Paolo Rossi: «Arlecchino come voleva Strehler»
GRADISCA. Torna Paolo Rossi con il suo “Arlecchino”: oggi alle 21, lo spettacolo sarà al Nuovo Teatro Comunale di Gradisca d’Isonzo. Scritto insieme a Riccardo Piferi e prodotto da Crt Milano, vede in scena anche i musicisti Emanuele Dell'Aquila (sue le musiche originali dello spettacolo), Alex Orciari e Stefano Bembi. L’impianto scenico è dello stesso Rossi insieme ad Andrea Stanisci, mentre le canzoni portano la firma del cantautore Gianmaria Testa.
Il titolo di questo spettacolo potrebbe anche essere “Opinioni di un Arlecchino”, sicuramente influenzato dal romanzo di Heinrich Böll. A dirlo è lo stesso Rossi, che continua: «Così è. Capitano nella vita libri nei quali è inevitabile identificarsi con la vita del protagonista. E capita anche che ti venga voglia di riraccontarla, raccontando te stesso o viceversa. Certo, nell’opera di Böll, il clown si serviva di una maschera per far critica ad un paese che stava nel cuore di un miracolo economico; per il mio Arlecchino la situazione è capovolta. Ma il percorso di certi comici – quando scelgono di essere voce fuori dal coro e anche se ognuno prende la propria strada - parte comunque dalla stessa via. Del resto spesso dietro ad un racconto, una commedia, un film, si nasconde la struttura di un’altra commedia, di un altro racconto, di un altro film. Nel mio mestiere, ho imparato che quando arriva qualcuno a propormi un’idea che non ha mai avuto nessuno, subito devo rispondere: se non l’ha avuta nessuno, un motivo ci dovrà pur essere. Il mio Arlecchino, anche se suggestionato da un racconto, è una questione molto personale. Anni fa Giorgio Strehler, con cui ebbi l’onore di collaborare nei suoi ultimi anni di vita, mi spinse a confrontarmi con questa maschera. Mi diede alcuni consigli illuminanti: “cerca di adattare al saltimbanco i tuoi monologhi da stand-up. Che cosa resterà? Da lì improvvisa e assembla… non essere filologico, fallo tuo, se proprio vuoi pensa al primo Arlecchino, quello che andava e veniva dall’aldilà all’aldiquà, più infernale e sulfureo”».

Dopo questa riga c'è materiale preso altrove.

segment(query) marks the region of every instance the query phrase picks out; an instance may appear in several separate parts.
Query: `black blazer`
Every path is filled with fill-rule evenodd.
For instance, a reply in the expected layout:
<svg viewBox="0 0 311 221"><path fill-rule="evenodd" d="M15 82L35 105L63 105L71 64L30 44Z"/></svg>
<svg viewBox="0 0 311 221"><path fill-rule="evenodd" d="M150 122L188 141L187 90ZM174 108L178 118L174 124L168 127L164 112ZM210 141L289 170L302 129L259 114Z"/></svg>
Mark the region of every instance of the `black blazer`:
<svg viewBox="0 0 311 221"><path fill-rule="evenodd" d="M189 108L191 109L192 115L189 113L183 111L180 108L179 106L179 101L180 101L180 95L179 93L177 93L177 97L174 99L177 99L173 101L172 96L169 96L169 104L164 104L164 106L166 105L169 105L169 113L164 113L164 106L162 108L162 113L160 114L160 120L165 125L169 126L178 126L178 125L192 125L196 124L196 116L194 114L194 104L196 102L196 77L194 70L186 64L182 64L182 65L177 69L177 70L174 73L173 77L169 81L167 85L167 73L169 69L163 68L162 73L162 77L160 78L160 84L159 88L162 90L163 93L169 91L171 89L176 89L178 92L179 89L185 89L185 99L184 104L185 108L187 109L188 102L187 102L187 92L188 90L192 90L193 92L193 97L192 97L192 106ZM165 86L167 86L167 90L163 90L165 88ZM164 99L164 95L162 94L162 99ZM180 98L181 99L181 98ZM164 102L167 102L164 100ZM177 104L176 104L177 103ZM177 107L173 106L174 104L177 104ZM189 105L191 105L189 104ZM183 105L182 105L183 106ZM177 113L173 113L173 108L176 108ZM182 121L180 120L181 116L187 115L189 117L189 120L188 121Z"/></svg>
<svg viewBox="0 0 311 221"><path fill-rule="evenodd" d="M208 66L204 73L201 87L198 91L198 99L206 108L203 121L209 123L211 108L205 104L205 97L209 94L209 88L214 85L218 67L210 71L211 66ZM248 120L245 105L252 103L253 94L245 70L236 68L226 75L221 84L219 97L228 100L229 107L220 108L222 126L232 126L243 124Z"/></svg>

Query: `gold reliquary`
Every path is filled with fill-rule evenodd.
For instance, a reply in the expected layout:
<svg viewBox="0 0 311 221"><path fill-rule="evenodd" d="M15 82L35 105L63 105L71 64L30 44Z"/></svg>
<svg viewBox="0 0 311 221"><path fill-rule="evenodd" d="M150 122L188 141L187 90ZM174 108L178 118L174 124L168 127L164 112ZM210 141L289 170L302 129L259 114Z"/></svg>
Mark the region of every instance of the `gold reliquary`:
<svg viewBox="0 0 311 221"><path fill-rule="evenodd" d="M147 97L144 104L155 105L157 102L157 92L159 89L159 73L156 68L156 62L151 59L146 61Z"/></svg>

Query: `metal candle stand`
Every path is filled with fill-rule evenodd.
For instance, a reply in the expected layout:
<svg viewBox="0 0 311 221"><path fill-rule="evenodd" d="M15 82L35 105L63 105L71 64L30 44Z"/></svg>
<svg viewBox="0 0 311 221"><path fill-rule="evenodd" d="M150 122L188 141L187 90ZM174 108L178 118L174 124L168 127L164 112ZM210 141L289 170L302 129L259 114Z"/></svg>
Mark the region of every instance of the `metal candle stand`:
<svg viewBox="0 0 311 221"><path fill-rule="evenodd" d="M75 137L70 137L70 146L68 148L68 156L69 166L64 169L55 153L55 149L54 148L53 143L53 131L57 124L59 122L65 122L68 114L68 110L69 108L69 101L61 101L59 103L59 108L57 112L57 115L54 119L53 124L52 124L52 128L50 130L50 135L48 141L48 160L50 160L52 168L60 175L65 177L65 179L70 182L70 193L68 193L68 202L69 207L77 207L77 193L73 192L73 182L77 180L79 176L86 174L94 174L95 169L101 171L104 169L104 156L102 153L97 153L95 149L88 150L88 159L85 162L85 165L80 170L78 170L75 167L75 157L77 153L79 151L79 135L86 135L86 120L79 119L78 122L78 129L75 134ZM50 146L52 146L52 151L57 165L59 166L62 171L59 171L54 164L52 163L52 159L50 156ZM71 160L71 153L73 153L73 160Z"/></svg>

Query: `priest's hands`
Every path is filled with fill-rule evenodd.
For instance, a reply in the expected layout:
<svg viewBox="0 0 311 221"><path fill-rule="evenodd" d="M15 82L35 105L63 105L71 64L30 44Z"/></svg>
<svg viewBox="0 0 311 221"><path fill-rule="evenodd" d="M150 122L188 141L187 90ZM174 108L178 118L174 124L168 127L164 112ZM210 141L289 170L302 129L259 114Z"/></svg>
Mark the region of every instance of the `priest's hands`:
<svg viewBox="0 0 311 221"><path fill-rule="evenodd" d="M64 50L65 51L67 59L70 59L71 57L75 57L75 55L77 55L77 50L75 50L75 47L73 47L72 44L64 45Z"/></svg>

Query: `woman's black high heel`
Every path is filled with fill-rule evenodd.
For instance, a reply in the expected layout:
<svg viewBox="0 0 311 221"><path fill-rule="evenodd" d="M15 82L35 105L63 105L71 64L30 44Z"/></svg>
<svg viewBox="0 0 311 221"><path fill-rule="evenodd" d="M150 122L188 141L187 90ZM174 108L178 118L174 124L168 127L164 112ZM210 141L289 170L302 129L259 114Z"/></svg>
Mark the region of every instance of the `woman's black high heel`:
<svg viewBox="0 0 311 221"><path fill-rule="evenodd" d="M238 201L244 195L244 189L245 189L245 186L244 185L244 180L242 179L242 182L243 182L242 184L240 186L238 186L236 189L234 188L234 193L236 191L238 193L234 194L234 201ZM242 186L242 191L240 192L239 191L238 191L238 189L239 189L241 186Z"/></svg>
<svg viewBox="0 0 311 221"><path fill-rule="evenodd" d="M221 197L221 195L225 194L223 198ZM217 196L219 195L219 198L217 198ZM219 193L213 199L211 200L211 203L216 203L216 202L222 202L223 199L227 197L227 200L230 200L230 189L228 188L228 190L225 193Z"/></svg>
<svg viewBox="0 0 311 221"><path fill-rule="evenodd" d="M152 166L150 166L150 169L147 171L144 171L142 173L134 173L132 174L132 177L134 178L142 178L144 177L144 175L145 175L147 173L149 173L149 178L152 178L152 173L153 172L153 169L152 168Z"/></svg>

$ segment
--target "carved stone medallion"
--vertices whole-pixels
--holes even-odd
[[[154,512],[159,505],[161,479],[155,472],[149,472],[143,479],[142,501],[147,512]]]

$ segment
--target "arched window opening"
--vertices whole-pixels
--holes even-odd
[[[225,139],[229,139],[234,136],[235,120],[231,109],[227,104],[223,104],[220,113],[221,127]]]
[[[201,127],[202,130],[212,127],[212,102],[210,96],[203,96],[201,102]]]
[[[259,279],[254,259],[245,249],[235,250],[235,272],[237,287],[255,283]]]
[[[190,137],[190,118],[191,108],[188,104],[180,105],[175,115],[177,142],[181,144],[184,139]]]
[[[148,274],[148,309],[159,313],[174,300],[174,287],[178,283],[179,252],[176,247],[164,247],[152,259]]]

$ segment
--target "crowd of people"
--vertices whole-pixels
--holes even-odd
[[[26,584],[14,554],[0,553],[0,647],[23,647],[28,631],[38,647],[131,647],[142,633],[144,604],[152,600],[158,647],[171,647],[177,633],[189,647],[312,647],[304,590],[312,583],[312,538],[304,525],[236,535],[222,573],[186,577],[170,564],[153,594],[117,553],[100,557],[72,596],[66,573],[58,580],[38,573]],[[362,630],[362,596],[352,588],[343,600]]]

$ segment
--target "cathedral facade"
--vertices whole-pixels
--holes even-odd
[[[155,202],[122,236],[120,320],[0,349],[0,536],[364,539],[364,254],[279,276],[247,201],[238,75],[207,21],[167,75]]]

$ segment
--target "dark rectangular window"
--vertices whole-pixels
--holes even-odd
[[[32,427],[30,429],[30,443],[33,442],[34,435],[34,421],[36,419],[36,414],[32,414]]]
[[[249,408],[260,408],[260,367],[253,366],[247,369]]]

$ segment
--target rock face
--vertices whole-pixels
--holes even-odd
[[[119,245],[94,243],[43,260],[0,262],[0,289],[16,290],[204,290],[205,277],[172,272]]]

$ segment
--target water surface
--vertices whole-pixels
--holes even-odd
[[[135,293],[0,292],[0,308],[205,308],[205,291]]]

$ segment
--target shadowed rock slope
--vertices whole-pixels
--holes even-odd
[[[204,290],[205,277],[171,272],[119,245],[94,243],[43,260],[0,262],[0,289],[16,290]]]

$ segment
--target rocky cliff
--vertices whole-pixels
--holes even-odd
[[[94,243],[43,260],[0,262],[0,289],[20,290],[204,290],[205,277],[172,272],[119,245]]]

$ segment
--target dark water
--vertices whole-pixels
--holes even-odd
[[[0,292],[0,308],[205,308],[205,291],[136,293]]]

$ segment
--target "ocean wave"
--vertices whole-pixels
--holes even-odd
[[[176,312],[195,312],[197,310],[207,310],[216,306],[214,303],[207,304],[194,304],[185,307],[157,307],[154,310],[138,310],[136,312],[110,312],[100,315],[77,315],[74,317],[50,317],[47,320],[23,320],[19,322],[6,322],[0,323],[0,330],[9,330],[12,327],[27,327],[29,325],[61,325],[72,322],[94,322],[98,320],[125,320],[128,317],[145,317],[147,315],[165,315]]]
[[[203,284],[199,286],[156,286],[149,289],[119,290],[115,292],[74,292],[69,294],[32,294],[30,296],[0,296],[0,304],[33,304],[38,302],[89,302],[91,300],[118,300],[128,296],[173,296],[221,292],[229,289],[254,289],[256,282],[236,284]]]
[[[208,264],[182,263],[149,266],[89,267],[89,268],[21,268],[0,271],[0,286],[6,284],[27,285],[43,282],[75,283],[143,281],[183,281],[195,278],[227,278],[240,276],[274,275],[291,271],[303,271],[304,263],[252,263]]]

Ancora Rossi: «Il destino non volle che si portasse a compimento questa impresa, ma ora si ripresenta l’occasione e chiaramente tengo a mente quei consigli lontani. Non solo. Voglio approfondire un mio modo di vedere e far conoscere il teatro popolare… Così come ho fatto nei miei ultimi lavori, come ho descritto nel mio libro “La commedia è finita”. Per questo nel mio “Arlecchino” saranno presenti l’attore, il personaggio – o se volete la maschera, anche senza maschera – e la persona che lo interpreta. Sarà uno spettacolo del tipo in prova. Assieme ad un paio di compagni d’avventura, saltimbanchi musicanti, cercheremo di immaginare insieme al pubblico come adattare a commedia dell’arte il nostro mestiere e anche parte del nostro repertorio; come possiamo trovare nuove strade, dati i tempi in cui vivono i nostri teatri. Come capitò a molte compagnie nei tempi d’oro della commedia dell’arte, queste strade potrebbero portare anche all’estero, oppure per strada, punto e basta».